At the time of the surrender, Effiong believed that the situation was hopeless and that prolonging the conflict would have led only to the further destruction and starvation of the people of Biafra. At that time Effiong said, "I am convinced now that a stop must be put to the bloodshed which is going on as a result of the war. I am also convinced that the suffering of our people must be brought to an immediate end."

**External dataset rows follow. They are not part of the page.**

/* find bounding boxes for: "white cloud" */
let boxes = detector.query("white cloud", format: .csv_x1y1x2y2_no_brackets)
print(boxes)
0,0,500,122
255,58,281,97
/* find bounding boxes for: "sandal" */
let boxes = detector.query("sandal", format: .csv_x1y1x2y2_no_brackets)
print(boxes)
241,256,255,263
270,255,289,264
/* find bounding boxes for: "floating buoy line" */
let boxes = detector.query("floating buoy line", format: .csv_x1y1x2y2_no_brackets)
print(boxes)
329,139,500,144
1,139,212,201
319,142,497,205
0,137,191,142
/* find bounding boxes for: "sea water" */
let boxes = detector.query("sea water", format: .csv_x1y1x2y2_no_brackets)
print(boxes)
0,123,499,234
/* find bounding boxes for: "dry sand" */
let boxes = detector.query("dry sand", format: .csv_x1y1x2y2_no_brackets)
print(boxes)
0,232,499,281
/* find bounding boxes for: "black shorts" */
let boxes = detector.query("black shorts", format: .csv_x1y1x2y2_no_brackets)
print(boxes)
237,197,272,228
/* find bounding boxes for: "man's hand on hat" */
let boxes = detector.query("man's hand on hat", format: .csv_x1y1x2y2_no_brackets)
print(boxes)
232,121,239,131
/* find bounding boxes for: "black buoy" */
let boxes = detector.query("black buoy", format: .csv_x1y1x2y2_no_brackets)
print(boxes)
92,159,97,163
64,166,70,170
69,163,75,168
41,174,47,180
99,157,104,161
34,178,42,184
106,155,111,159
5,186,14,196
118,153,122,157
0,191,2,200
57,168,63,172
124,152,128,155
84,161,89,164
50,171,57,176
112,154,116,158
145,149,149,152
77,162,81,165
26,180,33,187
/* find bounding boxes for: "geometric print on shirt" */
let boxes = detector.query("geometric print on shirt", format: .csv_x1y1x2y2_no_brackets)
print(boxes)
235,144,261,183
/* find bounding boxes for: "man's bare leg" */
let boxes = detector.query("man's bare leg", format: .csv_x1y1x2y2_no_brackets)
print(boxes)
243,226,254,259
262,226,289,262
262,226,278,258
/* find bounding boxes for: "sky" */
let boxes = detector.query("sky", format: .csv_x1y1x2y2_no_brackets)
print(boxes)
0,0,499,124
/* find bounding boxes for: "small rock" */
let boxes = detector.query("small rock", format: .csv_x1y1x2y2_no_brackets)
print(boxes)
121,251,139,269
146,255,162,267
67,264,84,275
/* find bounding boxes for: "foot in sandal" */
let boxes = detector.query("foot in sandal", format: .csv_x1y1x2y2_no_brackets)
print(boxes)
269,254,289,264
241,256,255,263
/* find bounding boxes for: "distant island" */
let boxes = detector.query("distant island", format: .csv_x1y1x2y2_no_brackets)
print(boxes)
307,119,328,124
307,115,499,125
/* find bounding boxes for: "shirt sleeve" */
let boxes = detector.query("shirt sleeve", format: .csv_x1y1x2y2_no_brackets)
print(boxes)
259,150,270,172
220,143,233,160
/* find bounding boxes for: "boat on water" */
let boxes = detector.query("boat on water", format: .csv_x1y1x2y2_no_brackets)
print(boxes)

Nnaemeka L. Aneke wrote, "General Efiong’s handling of Biafra’s surrender is one of the most tactical and devoted maneuvers ever seen on the Nigerian scene. Those who do not appreciate the depth of it may not have appreciated what was at stake as Biafra capitulated." Many observers had expected wholesale retribution at war's end.

==Later life and death==
In a 1996 interview, Effiong reflected on his role in Biafra:

I have no regrets whatsoever of my involvement in Biafra or the role I played. The war deprived me of my property, dignity, my name. Yet, I saved so many souls on both sides and by this, I mean Biafra and Nigeria…
I felt that I played a role which has kept this country united till today…
At the end of it all when I saw they (Biafran soldiers) could no longer continue and Ojukwu had fled, I did what was ideal after wide consultation…

Efiong died on 6 November 2003, at the age of 77.